NuScale posted Q1 revenue of $565,000 and took a net loss of $46.7 million. Holtec’s quarterly sales came in about 293 times higher. The comparison isn’t exactly apples-to-apples—Holtec already sells nuclear gear and spent-fuel services. Still, it puts a profitable, diversified player next to a company like NuScale, where bigger reactor projects still don’t have binding orders.
It wasn’t just NuScale under pressure. Shares of Oklo NYSE:OKLO and X-Energy NASDAQ:XE also slipped during the holiday-shortened week. The S&P 500, meanwhile, added 1.2% over the same period.
| Security | July 10 close | Change from July 2 close |
|---|---|---|
| NuScale | $9.04 | off 7.4% |
| Oklo | $48.85 | down 6.7% |
| X-Energy | $15.96 | fell 7.6% |
| S&P 500 | 7,575.39 | up 1.2% |
Stock change numbers use close-to-close data. The index number is the reported change for the week.

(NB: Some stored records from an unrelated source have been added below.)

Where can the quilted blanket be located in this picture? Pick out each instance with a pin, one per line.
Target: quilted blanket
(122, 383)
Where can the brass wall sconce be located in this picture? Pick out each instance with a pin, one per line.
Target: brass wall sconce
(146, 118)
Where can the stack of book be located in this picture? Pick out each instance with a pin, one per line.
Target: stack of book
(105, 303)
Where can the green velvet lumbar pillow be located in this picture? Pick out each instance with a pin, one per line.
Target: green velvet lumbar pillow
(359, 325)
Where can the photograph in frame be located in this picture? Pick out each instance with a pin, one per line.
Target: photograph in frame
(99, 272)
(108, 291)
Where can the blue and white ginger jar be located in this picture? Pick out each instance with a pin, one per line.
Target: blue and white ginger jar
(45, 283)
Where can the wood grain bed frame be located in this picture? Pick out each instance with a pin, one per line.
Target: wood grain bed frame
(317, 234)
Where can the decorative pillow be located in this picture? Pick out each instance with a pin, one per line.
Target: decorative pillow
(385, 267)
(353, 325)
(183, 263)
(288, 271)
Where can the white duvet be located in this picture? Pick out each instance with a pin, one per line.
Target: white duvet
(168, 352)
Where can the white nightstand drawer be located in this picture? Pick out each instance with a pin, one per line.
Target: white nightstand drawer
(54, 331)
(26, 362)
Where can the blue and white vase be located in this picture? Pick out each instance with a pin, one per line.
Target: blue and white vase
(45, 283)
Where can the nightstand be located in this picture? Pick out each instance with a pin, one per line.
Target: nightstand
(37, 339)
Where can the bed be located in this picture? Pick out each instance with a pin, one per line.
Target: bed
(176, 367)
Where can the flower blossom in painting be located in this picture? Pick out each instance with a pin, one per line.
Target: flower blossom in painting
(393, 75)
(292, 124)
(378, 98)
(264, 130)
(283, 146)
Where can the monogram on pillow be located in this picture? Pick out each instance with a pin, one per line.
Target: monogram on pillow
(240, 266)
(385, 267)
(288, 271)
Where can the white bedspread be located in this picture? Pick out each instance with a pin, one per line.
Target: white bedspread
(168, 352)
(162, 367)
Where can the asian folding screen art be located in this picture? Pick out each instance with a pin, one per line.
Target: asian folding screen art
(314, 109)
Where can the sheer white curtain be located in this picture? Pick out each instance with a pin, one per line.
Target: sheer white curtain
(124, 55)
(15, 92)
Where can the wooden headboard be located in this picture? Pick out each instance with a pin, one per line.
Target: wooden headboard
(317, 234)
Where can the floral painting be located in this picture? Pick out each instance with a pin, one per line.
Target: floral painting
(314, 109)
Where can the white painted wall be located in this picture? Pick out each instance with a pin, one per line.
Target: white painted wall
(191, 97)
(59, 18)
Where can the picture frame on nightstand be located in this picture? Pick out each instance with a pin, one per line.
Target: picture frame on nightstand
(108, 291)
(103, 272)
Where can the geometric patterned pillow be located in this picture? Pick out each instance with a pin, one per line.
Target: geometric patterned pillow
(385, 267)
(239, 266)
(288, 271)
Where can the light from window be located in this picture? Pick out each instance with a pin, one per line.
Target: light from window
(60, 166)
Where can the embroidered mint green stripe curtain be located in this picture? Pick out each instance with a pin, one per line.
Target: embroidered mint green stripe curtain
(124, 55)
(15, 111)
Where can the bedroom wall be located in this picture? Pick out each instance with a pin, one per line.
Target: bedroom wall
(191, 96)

The move points to investors discounting future nuclear growth instead of just trading on one NuScale headline. Most of the sector’s sales outlook is still years away. Meanwhile, the rest of the market kept favoring names more exposed to current artificial intelligence spending.
NuScale has some breathing room. CEO John Hopkins said in May, “We ended the first quarter with $1 billion in liquidity,” citing the company’s NRC-approved design and supply chain. The cash gives it more time to work on development. But it doesn’t say what NuScale’s future equity could be worth. NuScale Power
Trading positions might make the next swing bigger. As of June 30, short interest was at 72.27 million shares, 21.55% of the public float. Friday’s trading volume was 72% of its 65-day average. The week’s drop didn’t have high turnover.
Still, Holtec’s read-across only goes so far. Most of Holtec’s revenue comes from its long-running service and equipment lines, and its Q1 margin got a one-time $30 million lift from a contract adjustment with a Ukraine client. For NuScale, the risk is clearer: if project plans take time to become sales, revenue stays light, and ongoing ATM issuance would dilute existing holders. A big binding order would flip that fast.
This week is packed with macro events. June CPI data hits Tuesday at 8:30 a.m. ET, then PPI follows Wednesday, same hour. Loss-making growth names can swing hard if inflation shifts bond yields. NuScale’s next update is its Q2 call on August 5, 5 p.m. ET. The stock faces the $9.69 share-sale average and the $8.55 52-week low as near-term lines.